Когда ручка двери начала поворачиваться, все были готовы. Дверь была окружена. Кто бы ни появился, он должен немедленно оказаться под прицелами.
Том единственный стоял так, что его можно было увидеть сразу. В десяти футах, около стола защиты, лицом к двери, как будто поверил Кейт Уайт на слово и ожидает, что она выйдет одна. Его глок был в руке — у него не было такого уж желания умереть — но его рука лежала спокойно.
Готовая выстрелить в любую секунду, если понадобится. Хотя и не должно быть видно с первого взгляда, что он может выстрелить.

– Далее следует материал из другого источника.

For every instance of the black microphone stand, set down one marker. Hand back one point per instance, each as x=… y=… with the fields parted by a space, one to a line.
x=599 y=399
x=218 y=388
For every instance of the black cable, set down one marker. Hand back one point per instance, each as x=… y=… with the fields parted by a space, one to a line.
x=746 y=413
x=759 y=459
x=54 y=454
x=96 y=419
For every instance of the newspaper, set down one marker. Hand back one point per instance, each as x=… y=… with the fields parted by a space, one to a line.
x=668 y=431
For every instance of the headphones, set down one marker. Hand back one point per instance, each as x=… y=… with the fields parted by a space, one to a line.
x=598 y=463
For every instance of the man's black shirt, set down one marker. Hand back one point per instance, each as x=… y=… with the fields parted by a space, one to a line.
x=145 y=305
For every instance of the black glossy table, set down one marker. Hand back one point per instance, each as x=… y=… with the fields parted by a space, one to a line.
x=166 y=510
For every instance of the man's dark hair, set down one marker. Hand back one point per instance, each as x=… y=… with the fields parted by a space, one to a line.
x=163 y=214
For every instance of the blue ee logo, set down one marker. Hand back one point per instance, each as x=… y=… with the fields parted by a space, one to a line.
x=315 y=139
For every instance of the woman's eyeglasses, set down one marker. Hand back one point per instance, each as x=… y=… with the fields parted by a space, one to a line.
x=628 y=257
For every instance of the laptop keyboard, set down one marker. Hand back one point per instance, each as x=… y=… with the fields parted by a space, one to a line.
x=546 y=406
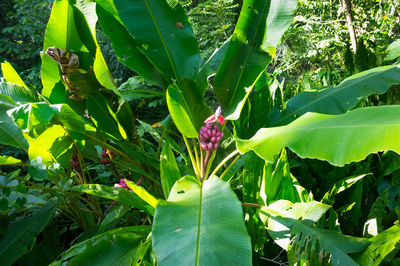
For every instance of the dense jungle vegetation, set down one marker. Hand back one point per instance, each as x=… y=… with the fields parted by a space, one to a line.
x=200 y=132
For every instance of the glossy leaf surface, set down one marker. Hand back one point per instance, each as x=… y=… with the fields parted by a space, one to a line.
x=124 y=44
x=10 y=75
x=339 y=99
x=260 y=26
x=10 y=133
x=201 y=225
x=104 y=117
x=18 y=93
x=339 y=139
x=168 y=168
x=9 y=160
x=169 y=46
x=284 y=219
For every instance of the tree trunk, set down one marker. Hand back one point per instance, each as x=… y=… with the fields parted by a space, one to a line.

Ручка повернулась до конца. Дверь не открылась. Ничего не произошло.
Иисусе.
Каждый мускул был напряжен. Сердце колотилось. Челюсти сжаты. В груди завязался узел осторожного ожидания. Правая рука просто жаждала взвести курок.
Еще не время…
Ожидание убивало его. Главным образом потому, что он понимал — его застрелят до того как он поднимет руку, и ему это не нравилось. Он полагал, что шансы примерно пятьдесят на пятьдесят, и что надо быть готовым ко всему, что произойдет, но нравилось ему это не больше, чем в прошлые разы.
Не имеет значения, как вы назовете это, играть в игру «увернись от пули» совсем не весело. Особенно, когда проигрываешь, как однажды уже случилось.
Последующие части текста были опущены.